Em função do poder de esquecimento e da preguiça [sic] humana, os grupos sociais criam momentos de aprendizagem para rememorizar e reimprimir os conhecimentos apreendidos pelos processos de socialização. Nestes momentos, os significados institucionalizados são simplificados e comumente organizados em pequenas fórmulas, para que possam ser aprendidas e gu ardadas pelas gerações futuras.

Nesse processo de construção social, as sociedades passam por três momentos distintos em que os indivíduos interagem com o conhecimento social acumulado, são eles: exteriorização, objetivação e interiorização. Estes momentos ocorrem de forma não linear com os grupos sociais e não podem, mesmo a título de análise, serem verificados separadamente, haja vista acontecerem simultaneamente. “O mesmo é verdade com relação a um membro individual da sociedade, o qual simultaneamente exterioriza seu próprio ser no mundo social e interioriza este último como realidade objetiva.” (BERGER; LUCKMANN, 1985, p.173).

O ponto inicial desses momentos ocorre no nascimento do indivíduo, a partir da interiorização imediata de acontecimentos objetivos e subjetivos manifestos pela família, sendo estes dotados de sentidos e significação para esse núcleo social.
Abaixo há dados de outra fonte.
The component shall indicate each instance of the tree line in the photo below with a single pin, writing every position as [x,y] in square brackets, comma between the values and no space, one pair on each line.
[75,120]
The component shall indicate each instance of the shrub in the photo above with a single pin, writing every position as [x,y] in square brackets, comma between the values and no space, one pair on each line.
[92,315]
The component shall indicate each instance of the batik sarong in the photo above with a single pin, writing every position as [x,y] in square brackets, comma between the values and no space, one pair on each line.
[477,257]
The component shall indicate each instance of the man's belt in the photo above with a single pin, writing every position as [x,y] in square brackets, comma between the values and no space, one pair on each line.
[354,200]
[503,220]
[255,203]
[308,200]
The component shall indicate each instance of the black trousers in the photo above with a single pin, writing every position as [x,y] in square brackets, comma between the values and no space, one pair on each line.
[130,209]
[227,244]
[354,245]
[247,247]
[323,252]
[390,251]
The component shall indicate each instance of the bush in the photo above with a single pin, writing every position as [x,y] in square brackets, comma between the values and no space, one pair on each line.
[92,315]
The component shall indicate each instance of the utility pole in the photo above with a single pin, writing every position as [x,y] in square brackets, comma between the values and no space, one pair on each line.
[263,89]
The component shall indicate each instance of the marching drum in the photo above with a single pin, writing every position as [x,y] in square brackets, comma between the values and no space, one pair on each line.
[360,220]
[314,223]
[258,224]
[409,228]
Nesse processo de interiorização a compreensão não é, necessariamente, fiel ao sentido objetivado pelo indivíduo que a manifesta, exterioriza, podendo aquele que a interioriza compreende-la de modo diferente. Por exemplo, lágrimas podem ser interiorizadas e compreendidas como sendo um momento de tristeza, quando em realidade o indivíduo que as objetiva, de fato está apenas emocionado, possivelmente feliz.
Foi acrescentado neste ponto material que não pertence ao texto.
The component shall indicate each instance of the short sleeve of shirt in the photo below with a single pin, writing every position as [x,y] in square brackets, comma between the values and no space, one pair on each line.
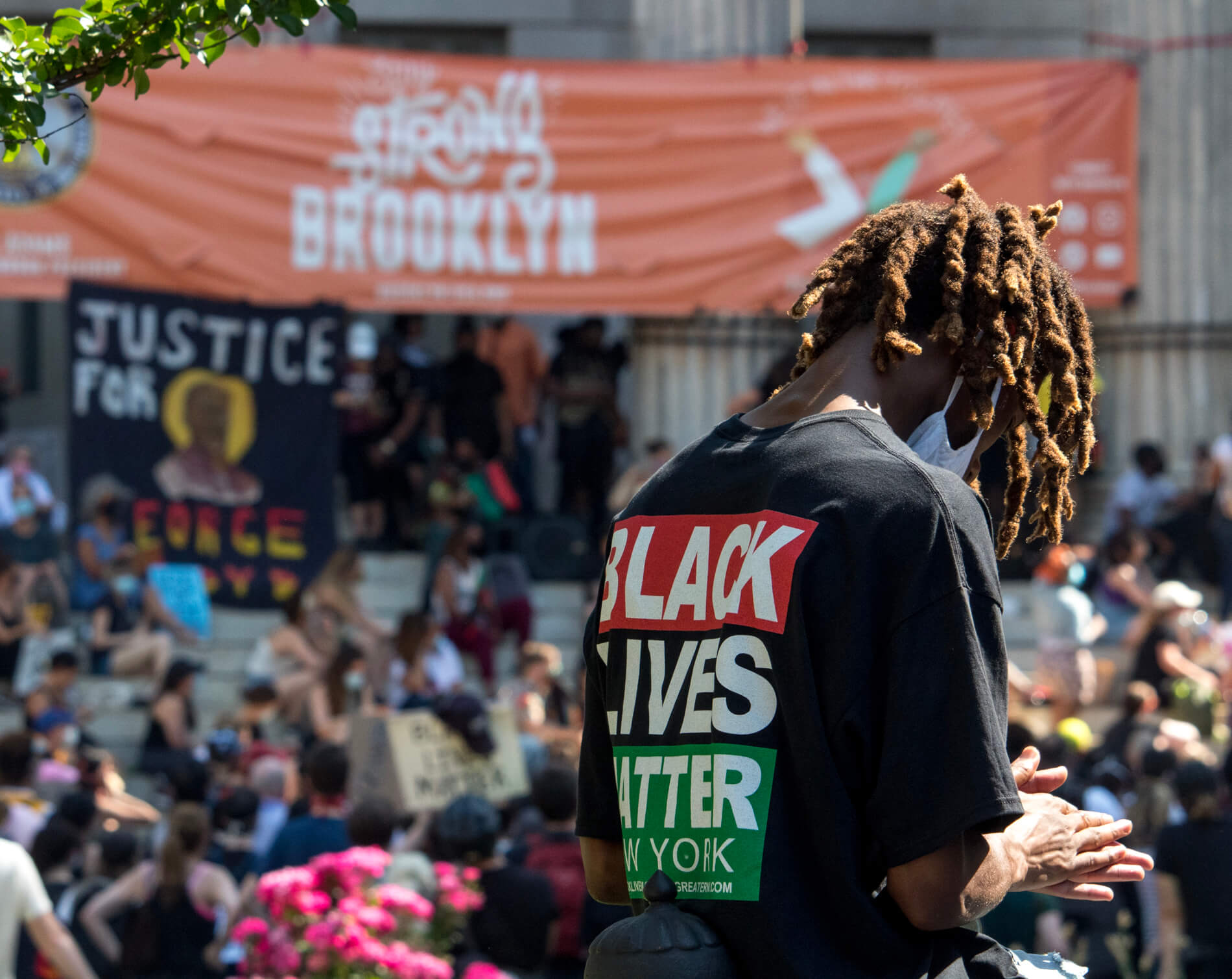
[943,764]
[598,802]
[939,712]
[29,894]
Compreendemos então a realidade como uma construção social, resultante de acontecimentos que precedem o indivíduo, mas que simultaneamente é elaborada por este a partir das vivências dentro dos grupos sociais, mediado pelos processos de interiorização, objetivação e exteriorização. A partir deste entendimento é possível afirma que a realidade como única é no mínimo improvável. Porém, acreditamos que a partir deste mesmo entendimento histórico e social, permeado pelos fatores que objetivam o mundo sensível, seja possível encontrar na subjetividade dos grupos, através da produção dos discursos que manifestam suas representações, qual o entendimento que estes indivíduos, no nosso caso professores(as), possuem acerca do ensino de Arte Contemporânea; o que remete a idéia de um ensino contemporâneo de arte como superação do que tínhamos num passado recente, onde o ensino deste conhecimento estava ligado a uma prática lúdica, sem o compromisso de proporcionar aos alunos oportunidades de construção de sentido e significado acerca do universo artístico construído pela humanidade.